Barnett and John promise to make it well worth while for BookCon attendees to attend their pranking workshop. Not only do they promise to divulge the exact location of a speakeasy at Javits this weekend, but they are going to hide $10,000 somewhere in the building and provide meaningful clues during the workshop as to where the stash can be found. “We’re hoping that even though this workshop is being held in New York and will of course attract locals, that people will fly in from all over the world just to come to this event,” John says, “We’re especially looking to recruit people into our secret society of pranksters,” Barnett adds, explaining that becoming an official member of the Barnett/John prankster secret society involves taking the prankster oath, which will be administered to all who successfully complete the workshop.
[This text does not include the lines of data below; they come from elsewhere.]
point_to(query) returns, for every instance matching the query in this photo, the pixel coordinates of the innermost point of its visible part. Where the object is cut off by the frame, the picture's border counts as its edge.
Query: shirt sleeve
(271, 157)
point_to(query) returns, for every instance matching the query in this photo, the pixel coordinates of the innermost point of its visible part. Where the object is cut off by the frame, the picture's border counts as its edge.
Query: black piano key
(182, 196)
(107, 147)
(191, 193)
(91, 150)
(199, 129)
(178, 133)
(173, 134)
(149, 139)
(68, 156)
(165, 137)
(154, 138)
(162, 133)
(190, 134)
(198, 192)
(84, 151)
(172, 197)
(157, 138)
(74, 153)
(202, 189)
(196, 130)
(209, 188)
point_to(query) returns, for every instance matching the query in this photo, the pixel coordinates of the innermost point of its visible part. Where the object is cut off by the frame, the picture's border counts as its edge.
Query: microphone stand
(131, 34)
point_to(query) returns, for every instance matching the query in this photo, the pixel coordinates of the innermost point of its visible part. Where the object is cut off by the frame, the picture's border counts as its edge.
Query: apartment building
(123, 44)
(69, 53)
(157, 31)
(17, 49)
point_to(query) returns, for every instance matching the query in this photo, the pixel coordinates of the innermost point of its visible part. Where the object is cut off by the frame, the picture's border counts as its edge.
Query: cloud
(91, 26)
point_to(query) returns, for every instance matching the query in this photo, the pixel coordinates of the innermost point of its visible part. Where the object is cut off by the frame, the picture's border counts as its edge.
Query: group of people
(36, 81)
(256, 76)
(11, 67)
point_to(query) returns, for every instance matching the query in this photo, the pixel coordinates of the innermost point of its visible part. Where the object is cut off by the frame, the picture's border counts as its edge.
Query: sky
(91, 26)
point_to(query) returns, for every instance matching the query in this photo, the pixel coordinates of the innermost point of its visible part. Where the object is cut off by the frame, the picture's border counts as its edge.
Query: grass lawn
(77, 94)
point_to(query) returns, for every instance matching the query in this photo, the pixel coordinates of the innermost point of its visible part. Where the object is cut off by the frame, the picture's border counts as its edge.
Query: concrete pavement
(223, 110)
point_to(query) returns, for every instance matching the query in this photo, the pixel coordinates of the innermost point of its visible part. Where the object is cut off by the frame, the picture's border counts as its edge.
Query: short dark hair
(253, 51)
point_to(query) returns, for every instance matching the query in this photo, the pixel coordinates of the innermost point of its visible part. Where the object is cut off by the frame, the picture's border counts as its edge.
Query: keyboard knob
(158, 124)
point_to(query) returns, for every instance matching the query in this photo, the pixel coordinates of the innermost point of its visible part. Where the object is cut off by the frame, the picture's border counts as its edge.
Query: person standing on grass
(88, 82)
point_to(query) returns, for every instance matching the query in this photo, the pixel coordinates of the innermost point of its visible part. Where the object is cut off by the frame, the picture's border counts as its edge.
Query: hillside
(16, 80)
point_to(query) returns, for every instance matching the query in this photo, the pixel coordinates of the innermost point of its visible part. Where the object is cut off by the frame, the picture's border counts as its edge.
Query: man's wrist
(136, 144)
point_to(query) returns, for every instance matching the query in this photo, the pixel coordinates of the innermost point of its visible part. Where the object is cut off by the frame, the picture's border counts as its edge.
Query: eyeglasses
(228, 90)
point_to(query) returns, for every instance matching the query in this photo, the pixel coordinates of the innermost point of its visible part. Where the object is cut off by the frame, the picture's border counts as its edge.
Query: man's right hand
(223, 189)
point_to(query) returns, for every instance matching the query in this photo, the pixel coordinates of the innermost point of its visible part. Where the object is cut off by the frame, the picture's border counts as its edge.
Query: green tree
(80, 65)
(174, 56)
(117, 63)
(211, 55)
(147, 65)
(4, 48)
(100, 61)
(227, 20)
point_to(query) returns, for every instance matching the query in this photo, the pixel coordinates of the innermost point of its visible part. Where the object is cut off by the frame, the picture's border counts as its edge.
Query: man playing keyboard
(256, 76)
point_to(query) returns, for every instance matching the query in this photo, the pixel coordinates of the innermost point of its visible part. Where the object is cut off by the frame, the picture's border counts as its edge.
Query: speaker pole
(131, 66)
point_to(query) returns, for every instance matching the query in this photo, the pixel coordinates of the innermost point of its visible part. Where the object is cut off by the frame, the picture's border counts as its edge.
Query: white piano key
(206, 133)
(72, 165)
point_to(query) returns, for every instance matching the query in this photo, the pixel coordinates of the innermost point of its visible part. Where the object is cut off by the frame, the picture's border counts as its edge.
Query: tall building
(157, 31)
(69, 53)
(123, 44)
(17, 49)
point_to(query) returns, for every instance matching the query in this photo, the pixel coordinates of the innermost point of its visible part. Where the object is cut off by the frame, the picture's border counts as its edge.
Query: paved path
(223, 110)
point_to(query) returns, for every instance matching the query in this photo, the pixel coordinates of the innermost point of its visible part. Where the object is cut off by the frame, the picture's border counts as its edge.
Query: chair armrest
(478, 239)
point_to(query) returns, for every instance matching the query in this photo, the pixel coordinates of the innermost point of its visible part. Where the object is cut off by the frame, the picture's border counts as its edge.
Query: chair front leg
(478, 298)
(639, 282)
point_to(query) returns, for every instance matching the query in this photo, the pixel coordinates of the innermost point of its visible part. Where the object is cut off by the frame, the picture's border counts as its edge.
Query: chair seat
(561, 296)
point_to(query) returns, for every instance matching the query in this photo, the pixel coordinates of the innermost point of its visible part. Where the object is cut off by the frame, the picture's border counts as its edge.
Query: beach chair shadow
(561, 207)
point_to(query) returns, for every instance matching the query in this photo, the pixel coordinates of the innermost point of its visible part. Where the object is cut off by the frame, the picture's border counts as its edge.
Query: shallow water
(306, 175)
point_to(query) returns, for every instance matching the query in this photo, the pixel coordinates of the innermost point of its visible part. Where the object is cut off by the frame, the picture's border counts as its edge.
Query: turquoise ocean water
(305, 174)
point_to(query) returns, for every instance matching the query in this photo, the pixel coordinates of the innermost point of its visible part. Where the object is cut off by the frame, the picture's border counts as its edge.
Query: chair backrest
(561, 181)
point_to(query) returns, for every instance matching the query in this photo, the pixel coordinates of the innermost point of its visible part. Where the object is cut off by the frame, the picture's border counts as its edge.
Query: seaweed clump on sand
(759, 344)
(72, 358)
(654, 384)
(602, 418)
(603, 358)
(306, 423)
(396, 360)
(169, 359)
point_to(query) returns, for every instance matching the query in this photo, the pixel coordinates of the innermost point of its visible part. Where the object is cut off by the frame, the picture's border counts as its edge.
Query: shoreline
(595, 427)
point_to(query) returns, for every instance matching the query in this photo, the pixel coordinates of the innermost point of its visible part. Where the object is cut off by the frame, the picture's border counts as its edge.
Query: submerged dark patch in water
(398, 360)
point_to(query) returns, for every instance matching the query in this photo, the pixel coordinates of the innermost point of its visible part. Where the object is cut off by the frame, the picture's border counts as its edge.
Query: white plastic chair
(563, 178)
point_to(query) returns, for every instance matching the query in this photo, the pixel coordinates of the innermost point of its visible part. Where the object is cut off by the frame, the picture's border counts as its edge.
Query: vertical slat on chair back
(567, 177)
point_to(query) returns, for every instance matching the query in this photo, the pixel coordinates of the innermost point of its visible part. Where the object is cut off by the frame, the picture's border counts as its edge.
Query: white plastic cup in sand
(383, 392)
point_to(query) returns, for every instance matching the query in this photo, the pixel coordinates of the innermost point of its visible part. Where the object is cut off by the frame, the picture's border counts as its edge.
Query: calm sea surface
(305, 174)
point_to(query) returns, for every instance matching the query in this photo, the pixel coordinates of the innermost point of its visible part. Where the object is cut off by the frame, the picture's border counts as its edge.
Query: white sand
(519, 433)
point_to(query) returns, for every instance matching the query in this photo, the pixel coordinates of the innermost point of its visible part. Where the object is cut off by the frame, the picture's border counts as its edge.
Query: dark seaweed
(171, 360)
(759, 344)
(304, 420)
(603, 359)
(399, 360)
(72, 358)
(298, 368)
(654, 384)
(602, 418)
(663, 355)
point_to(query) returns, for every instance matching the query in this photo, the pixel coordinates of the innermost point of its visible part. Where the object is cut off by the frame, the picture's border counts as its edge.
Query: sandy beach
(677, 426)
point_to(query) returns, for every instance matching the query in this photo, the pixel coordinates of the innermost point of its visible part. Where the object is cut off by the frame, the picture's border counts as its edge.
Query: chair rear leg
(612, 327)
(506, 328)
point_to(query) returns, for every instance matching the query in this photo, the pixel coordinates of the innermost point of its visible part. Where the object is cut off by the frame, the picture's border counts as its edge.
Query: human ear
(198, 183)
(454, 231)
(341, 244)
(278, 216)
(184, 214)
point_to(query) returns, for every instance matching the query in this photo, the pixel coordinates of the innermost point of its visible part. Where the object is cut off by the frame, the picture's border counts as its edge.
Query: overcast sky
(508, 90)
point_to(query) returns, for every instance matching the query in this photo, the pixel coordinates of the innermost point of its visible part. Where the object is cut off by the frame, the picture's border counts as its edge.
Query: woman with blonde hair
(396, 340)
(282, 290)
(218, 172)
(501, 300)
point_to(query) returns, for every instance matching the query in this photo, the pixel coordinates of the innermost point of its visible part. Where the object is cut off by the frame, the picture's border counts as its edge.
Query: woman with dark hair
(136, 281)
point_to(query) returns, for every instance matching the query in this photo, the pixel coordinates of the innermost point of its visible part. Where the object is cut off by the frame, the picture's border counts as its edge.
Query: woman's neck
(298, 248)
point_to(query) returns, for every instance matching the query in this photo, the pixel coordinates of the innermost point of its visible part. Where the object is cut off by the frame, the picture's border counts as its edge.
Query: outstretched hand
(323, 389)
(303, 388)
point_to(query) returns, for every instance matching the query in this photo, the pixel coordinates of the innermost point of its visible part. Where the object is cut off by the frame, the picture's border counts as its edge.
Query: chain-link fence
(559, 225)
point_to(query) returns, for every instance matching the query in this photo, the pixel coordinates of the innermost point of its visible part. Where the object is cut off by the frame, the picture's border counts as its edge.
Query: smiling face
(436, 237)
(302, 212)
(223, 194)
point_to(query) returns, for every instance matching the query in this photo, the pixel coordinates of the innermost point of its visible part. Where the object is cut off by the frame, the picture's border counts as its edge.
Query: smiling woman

The pranking workshop will include an overview of the philosophy behind pranking, readings about literary pranks from books that Barnett and John will claim to have written themselves, and hands-on exercises. “A lot of people will be leaving with a lot less money than they came with,” John notes. Asked if they intend to pick the pockets of attendees, Barnett and John vehemently deny entertaining such thoughts, pointing out that the competition for that is too stiff in New York City.
Don’t say that we didn’t warn you.
This article appeared in the May 30, 2015 edition of PW BookCon Daily.